But I wish to go deeper with this one. I believe that emotions are far more within our control than we believe. Take this simple analysis of emotions in relationships. One person's emotions are determined in very large part by the way the other person is behaving. And anyone can, in a way, shroud or let out her emotions. She can talk about them outright. She can express them through physical and facial movement. She can change the volume and timbre of her voice. So I think we can all agree that we have power over how we express our emotions, ... in most cases. I think we can also agree that emotions can spread from one person to the other in a close relationship.
And yet I don't think most people would agree with me yet that they have essentially full power over their emotions, once they move beyond the chemical nature of emotions. And should it need explicit mention, I do not believe that chemicals play as high a role in emotions as most people do. Let me be clear, I don't think anyone possesses a superpower. I just think that the means within our grasp of making ourselves feel a certain way go under-appreciated. And when it comes to the more complex manifestations of emotion, like love, depression, mania, humor, etc. the implications of this theory are pretty profound. You yourself have suggested that depression is not an illness, so I wonder if this theory of mine speaks to you, at least with regard to that.
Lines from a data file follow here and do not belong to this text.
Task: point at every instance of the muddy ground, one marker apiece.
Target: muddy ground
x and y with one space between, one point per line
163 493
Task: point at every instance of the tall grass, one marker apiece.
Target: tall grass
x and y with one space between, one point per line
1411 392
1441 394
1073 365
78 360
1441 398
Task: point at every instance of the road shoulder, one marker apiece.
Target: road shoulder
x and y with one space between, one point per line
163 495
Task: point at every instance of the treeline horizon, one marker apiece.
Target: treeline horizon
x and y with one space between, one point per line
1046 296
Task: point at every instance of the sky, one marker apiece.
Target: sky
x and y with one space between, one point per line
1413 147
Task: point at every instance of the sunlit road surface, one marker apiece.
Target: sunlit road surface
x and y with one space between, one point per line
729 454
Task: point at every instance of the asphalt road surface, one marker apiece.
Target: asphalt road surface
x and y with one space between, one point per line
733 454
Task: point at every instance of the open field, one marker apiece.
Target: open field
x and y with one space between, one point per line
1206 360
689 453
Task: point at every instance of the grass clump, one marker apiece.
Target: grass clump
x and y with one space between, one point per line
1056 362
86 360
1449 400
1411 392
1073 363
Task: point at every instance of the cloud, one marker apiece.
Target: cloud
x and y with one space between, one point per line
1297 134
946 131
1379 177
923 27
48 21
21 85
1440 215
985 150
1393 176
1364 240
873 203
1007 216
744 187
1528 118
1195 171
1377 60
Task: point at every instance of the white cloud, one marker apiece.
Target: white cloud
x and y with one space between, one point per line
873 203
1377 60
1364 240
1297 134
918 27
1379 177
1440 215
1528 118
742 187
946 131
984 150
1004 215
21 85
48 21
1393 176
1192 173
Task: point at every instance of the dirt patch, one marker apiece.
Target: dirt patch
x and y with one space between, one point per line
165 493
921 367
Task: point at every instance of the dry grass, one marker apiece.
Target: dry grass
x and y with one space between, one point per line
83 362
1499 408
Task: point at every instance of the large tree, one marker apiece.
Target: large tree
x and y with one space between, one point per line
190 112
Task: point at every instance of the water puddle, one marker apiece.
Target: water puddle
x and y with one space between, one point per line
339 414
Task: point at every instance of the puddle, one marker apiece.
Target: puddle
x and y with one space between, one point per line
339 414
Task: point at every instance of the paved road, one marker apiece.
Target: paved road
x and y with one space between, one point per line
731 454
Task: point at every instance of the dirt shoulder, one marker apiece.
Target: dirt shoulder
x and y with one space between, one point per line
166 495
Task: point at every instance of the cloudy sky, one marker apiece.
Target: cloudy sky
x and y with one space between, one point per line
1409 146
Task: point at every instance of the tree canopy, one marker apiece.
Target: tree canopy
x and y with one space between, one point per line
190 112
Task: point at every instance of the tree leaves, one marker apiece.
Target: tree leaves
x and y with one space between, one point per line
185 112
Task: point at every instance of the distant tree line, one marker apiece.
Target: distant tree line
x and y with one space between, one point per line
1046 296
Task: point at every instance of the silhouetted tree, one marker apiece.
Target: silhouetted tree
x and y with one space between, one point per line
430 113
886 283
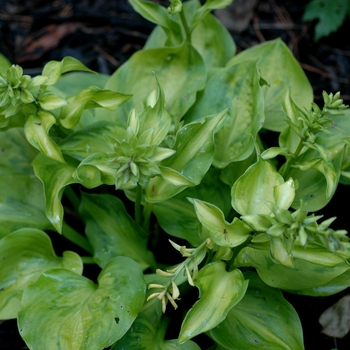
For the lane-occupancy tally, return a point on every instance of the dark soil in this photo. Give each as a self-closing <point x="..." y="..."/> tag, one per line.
<point x="103" y="34"/>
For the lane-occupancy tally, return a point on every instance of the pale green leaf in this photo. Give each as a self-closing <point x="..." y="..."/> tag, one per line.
<point x="24" y="255"/>
<point x="284" y="194"/>
<point x="144" y="335"/>
<point x="158" y="14"/>
<point x="95" y="170"/>
<point x="54" y="69"/>
<point x="219" y="292"/>
<point x="37" y="129"/>
<point x="207" y="7"/>
<point x="281" y="70"/>
<point x="194" y="148"/>
<point x="218" y="229"/>
<point x="211" y="39"/>
<point x="314" y="266"/>
<point x="316" y="185"/>
<point x="156" y="118"/>
<point x="65" y="311"/>
<point x="51" y="101"/>
<point x="112" y="232"/>
<point x="186" y="225"/>
<point x="91" y="97"/>
<point x="22" y="201"/>
<point x="73" y="82"/>
<point x="174" y="68"/>
<point x="262" y="319"/>
<point x="236" y="88"/>
<point x="330" y="15"/>
<point x="91" y="139"/>
<point x="54" y="176"/>
<point x="5" y="64"/>
<point x="254" y="188"/>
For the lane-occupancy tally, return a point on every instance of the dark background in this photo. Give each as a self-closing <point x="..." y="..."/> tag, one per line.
<point x="103" y="34"/>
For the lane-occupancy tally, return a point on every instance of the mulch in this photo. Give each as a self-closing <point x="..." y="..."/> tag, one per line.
<point x="103" y="34"/>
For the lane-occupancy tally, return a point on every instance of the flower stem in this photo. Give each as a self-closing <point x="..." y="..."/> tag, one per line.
<point x="147" y="211"/>
<point x="138" y="204"/>
<point x="187" y="29"/>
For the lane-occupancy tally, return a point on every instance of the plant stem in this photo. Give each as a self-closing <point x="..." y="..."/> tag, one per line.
<point x="187" y="29"/>
<point x="147" y="211"/>
<point x="76" y="237"/>
<point x="72" y="197"/>
<point x="138" y="204"/>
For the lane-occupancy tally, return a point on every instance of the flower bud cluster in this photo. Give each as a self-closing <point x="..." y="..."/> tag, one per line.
<point x="189" y="268"/>
<point x="16" y="90"/>
<point x="135" y="158"/>
<point x="284" y="228"/>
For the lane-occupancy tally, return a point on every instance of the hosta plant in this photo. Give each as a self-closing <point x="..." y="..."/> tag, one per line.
<point x="190" y="183"/>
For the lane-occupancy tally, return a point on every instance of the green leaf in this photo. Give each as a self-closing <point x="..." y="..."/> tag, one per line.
<point x="174" y="68"/>
<point x="156" y="118"/>
<point x="317" y="184"/>
<point x="262" y="319"/>
<point x="37" y="129"/>
<point x="65" y="311"/>
<point x="54" y="176"/>
<point x="219" y="292"/>
<point x="314" y="266"/>
<point x="281" y="70"/>
<point x="72" y="83"/>
<point x="217" y="228"/>
<point x="194" y="148"/>
<point x="186" y="225"/>
<point x="25" y="254"/>
<point x="159" y="15"/>
<point x="254" y="188"/>
<point x="331" y="15"/>
<point x="208" y="6"/>
<point x="91" y="97"/>
<point x="144" y="335"/>
<point x="112" y="232"/>
<point x="22" y="201"/>
<point x="5" y="64"/>
<point x="334" y="286"/>
<point x="210" y="38"/>
<point x="54" y="69"/>
<point x="51" y="101"/>
<point x="91" y="139"/>
<point x="236" y="88"/>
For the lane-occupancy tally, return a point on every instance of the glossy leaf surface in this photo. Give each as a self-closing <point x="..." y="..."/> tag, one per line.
<point x="112" y="232"/>
<point x="217" y="228"/>
<point x="136" y="77"/>
<point x="65" y="311"/>
<point x="22" y="196"/>
<point x="194" y="148"/>
<point x="54" y="176"/>
<point x="219" y="292"/>
<point x="254" y="188"/>
<point x="313" y="267"/>
<point x="177" y="215"/>
<point x="280" y="69"/>
<point x="144" y="335"/>
<point x="262" y="319"/>
<point x="235" y="88"/>
<point x="25" y="254"/>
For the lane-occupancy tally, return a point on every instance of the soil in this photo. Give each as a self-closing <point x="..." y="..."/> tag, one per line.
<point x="103" y="34"/>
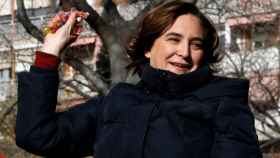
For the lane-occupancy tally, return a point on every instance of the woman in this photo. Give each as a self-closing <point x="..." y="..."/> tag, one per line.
<point x="179" y="108"/>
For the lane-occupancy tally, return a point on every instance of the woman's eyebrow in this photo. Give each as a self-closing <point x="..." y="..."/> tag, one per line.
<point x="172" y="34"/>
<point x="196" y="39"/>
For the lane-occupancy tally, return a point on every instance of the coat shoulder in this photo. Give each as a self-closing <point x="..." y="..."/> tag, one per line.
<point x="224" y="86"/>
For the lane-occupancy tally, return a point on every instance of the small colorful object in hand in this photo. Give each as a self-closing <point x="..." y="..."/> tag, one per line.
<point x="61" y="18"/>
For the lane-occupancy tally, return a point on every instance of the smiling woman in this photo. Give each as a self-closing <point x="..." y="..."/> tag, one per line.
<point x="179" y="50"/>
<point x="178" y="109"/>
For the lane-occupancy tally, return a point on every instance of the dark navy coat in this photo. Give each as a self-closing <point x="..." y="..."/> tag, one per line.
<point x="196" y="115"/>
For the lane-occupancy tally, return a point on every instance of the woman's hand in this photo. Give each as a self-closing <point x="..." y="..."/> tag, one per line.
<point x="63" y="36"/>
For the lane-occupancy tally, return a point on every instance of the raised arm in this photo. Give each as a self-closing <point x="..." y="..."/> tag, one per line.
<point x="39" y="129"/>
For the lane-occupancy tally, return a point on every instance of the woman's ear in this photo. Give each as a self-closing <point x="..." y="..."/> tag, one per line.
<point x="148" y="54"/>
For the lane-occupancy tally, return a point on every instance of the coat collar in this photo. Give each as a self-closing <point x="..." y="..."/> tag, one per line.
<point x="165" y="82"/>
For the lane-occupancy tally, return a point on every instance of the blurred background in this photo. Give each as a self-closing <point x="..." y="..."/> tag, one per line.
<point x="249" y="33"/>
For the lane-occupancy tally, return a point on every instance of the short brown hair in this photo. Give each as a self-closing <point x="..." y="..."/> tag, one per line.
<point x="158" y="20"/>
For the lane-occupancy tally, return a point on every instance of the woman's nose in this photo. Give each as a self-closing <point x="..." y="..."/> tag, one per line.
<point x="184" y="50"/>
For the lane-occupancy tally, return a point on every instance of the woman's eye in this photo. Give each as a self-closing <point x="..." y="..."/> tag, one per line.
<point x="197" y="46"/>
<point x="175" y="40"/>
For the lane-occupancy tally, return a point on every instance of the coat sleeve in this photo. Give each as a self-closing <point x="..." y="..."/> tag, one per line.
<point x="42" y="131"/>
<point x="235" y="134"/>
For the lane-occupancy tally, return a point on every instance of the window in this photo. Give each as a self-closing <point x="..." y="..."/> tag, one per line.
<point x="5" y="74"/>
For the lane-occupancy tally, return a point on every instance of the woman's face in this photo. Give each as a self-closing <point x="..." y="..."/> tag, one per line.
<point x="180" y="48"/>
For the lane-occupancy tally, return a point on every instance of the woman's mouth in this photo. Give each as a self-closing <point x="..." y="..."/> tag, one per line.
<point x="182" y="67"/>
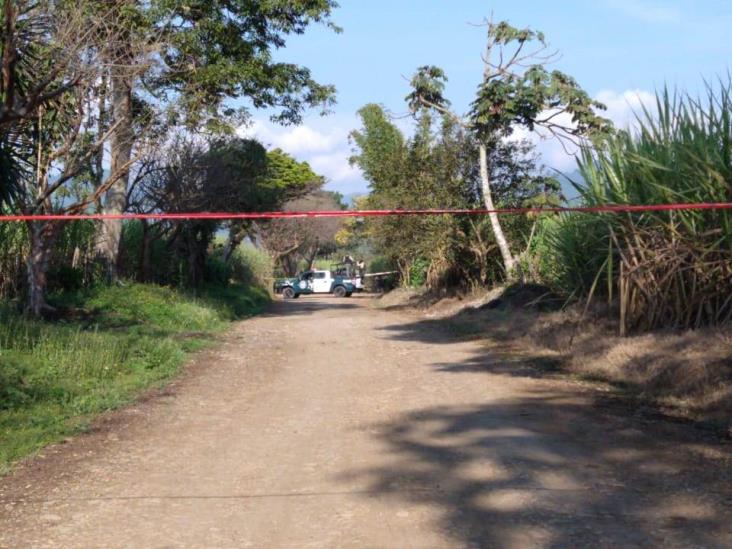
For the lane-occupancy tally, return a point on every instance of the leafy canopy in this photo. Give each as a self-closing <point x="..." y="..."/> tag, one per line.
<point x="517" y="90"/>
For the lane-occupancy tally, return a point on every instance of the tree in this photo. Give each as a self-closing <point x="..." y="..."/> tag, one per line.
<point x="56" y="143"/>
<point x="208" y="53"/>
<point x="283" y="180"/>
<point x="436" y="169"/>
<point x="516" y="90"/>
<point x="289" y="241"/>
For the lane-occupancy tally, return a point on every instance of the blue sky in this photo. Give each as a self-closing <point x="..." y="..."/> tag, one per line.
<point x="618" y="50"/>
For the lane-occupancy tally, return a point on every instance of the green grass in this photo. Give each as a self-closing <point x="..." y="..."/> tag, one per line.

But it is with love that I am caught up today. And I mean a love beyond friendship. Love, with a capital "L." That thing that everyone is talking about. The thing that involves spending every possible moment together, of laughing and playing and eating and f***ing together in a way that you do with no one else, of doing everything in your power to make her happy in the moment, while helping her to grow in to the future. Many people would disagree that this sort of love can be turned on or off. And indeed, maybe my own choice of words is screwing me here. It's not like a light switch. But I guarantee you that, over time, two people who are not in love, but choose to try, will fall in love and be happy. And, most importantly, experience Love that is just as sacred and precious as those that we fall into. If they so choose.